Enquanto juízes de primeiro grau recebem salários que, mesmo sem adicionais, estão entre os mais altos do funcionalismo público, advogados iniciantes, professores, médicos em início de carreira e servidores de base convivem com remunerações baixíssimas, jornadas extenuantes e ausência de qualquer benefício extra. Muitos advogados autônomos, por exemplo, precisam custear aluguel de escritório, deslocamentos e taxas judiciais, recebendo valores irrisórios por processos que se arrastam por anos. Professores dão aulas em salas sem ventilação, médicos trabalham em hospitais sem insumos, servidores enfrentam estruturas sucateadas. Esse é o verdadeiro “chão de fábrica” brasileiro, onde a falta de água e café não é metáfora, mas realidade cotidiana.

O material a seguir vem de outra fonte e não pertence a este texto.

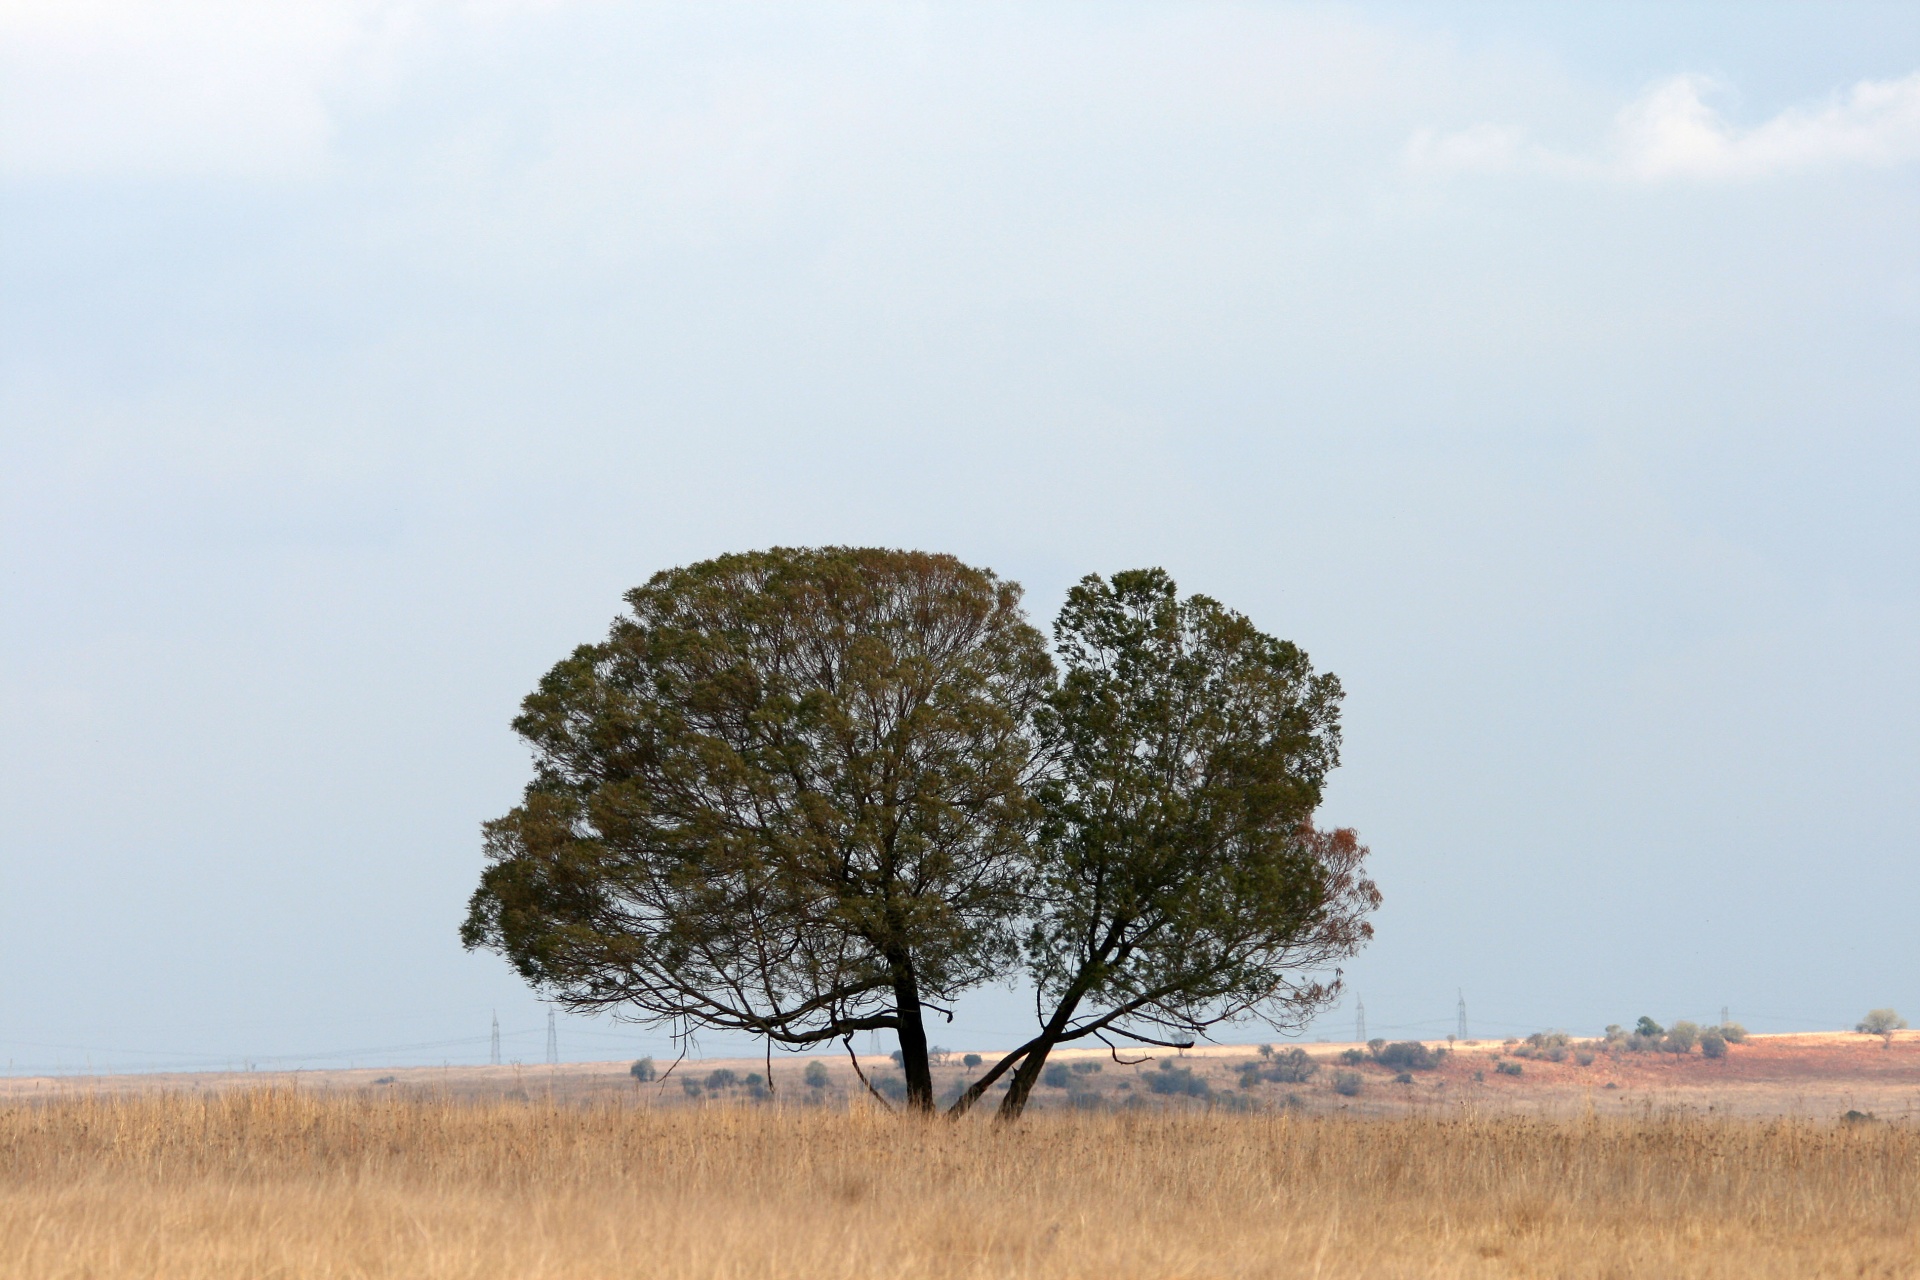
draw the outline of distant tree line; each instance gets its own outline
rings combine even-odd
[[[1339,682],[1159,569],[1082,579],[1051,647],[1017,584],[922,552],[727,555],[626,601],[521,705],[533,780],[462,931],[566,1008],[891,1031],[931,1110],[929,1014],[1024,975],[1035,1034],[950,1103],[1005,1079],[1011,1117],[1063,1044],[1303,1025],[1371,936],[1365,847],[1313,823]]]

Ao tentar aproximar a magistratura dessa imagem, a ex-juíza reforça a percepção de que parte do Judiciário vive em uma bolha distante da sociedade. A defesa de privilégios salariais deveria se pautar em argumentos técnicos e jurídicos, não em comparações infelizes que minimizam a luta de quem realmente sofre para manter sua atividade profissional. O risco é fragilizar ainda mais a legitimidade da magistratura perante a opinião pública, já desconfiada dos altos vencimentos e da multiplicação de benefícios. Em tempos de crise econômica e desigualdade crescente, o discurso de que falta café no fórum soa como um descompasso gritante com a realidade de quem sequer tem garantido o básico para trabalhar.